Dr. Theodore Karasik is the director for research and development at the Institute for Near East Gulf Military Analysis.
“It could be true, it could be completely false, it’s a little hard to decipher what’s going on,” he told The Media Line. “But it is possible that there are Saudis who, either based on Al-Qa'ida or on tribe alliances, are training in Yemen. The Yemeni government puts out this information to pressure the Saudis to do something,” Dr. Karasik told The Media Line.

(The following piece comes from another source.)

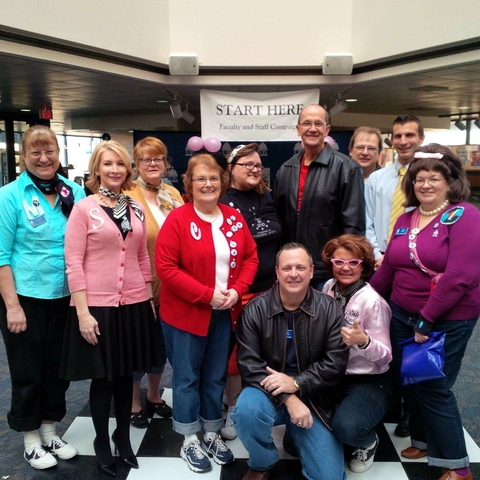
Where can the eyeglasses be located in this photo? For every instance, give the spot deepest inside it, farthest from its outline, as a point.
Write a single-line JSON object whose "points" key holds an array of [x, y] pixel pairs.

“There are also a number of rumors that Saudi Crown Prince Sultan [the Kingdom’s Deputy Prime Minister and Minister of Defense and Aviation], who is responsible for the Yemen portfolio, is not doing so well, so there is a question as to who is making policy decisions regarding Yemen in the Saudi royal court,” Dr. Karasik said. “So all this might be a test to see who is in charge of Saudi policy towards Yemen.”

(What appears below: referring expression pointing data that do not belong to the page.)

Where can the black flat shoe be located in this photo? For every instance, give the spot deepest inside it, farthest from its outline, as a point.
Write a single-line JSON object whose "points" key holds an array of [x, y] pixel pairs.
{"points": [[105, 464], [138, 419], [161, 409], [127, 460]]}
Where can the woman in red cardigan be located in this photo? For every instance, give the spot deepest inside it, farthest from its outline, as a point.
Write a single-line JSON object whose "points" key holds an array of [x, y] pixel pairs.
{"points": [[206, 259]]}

Dr. Stephen Steinbeiser, resident director of the American Institute for Yemeni Studies in the Yemeni capital ‘Sana’a, agreed that the Yemeni government was likely trying to send a message to Saudi Arabia.
“Official sources in Yemen are looking to discredit all these rebel movements in any way that they can,” he told The Media Line. “But the southern separatist movement claims to be nonviolent, so it certainly strikes me as odd that a Saudi dissident movement which I have never heard of previously would be training with them.”

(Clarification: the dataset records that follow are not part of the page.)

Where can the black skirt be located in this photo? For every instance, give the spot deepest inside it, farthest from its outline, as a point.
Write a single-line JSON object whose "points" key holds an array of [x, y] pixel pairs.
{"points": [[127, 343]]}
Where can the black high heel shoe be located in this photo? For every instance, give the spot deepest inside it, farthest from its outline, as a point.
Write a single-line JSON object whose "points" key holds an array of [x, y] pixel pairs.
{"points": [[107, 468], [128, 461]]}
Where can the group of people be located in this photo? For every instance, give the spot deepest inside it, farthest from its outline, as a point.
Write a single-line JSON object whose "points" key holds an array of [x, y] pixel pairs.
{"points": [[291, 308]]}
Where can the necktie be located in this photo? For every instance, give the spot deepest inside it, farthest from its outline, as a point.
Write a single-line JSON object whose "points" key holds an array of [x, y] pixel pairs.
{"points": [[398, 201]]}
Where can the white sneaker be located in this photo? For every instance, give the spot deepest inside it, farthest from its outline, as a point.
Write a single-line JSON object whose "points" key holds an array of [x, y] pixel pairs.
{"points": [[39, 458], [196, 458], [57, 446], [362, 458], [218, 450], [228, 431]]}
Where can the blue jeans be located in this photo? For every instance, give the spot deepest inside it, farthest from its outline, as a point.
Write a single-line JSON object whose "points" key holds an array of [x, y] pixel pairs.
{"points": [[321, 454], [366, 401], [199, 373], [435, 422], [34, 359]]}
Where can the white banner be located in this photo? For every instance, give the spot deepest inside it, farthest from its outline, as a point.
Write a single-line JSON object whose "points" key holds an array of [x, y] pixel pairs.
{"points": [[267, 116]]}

“There are Gulf countries out there who would be in favor of a separate southern state, but I don’t think there is any concrete public evidence of Saudi or Gulf support of the southern separatists,” Dr. Steinbeiser continued. “There is bad blood between Yemen and the Gulf countries and Saudi Arabia hasn’t historically looked kindly on a strong Yemeni republic, but recently Saudi Arabia has realized that any instability in Yemen will spill over the northern border as it did last year.”
Yemen has been divided into North and South for well over 150 years since a British colony was established in Aden. North Yemen gained independence from the Ottoman Empire in 1918 and South Yemen was established after the British withdrew in 1967.
North and South Yemen competed for over two decades from their respective capitals in ‘San’aa and Aden. Backed by Saudi Arabia and Libya, the North invaded the South in 1972, and the South invaded the North seven years later.
With the fall of the Soviet Union and the prospect of oil profits, the
two regimes witnessed a slow rapprochement in the late 1980’s and,
according to national legend, the two presidents decided to unify while
driving through a tunnel in Aden in 1990.
The northern elite saw an opportunity in the unity deal to gain access
to British colonial villas in Aden and southern oil revenues and trade.
The unity deal soon fell apart and in 1994 the country descended into
civil war. President Salah’s army crushed the socialist south and its
leaders went into exile.
Northerners have dominated the government and the economy since the
civil war, leading to resentment and claims of marginalization by
The movement calling for Southern independence has grown rapidly over
the past couple years. In response, government ‘unity guards’ have shut
down a number of opposition newspapers, killed a number of movement
leaders and arrested hundreds of separatist activists.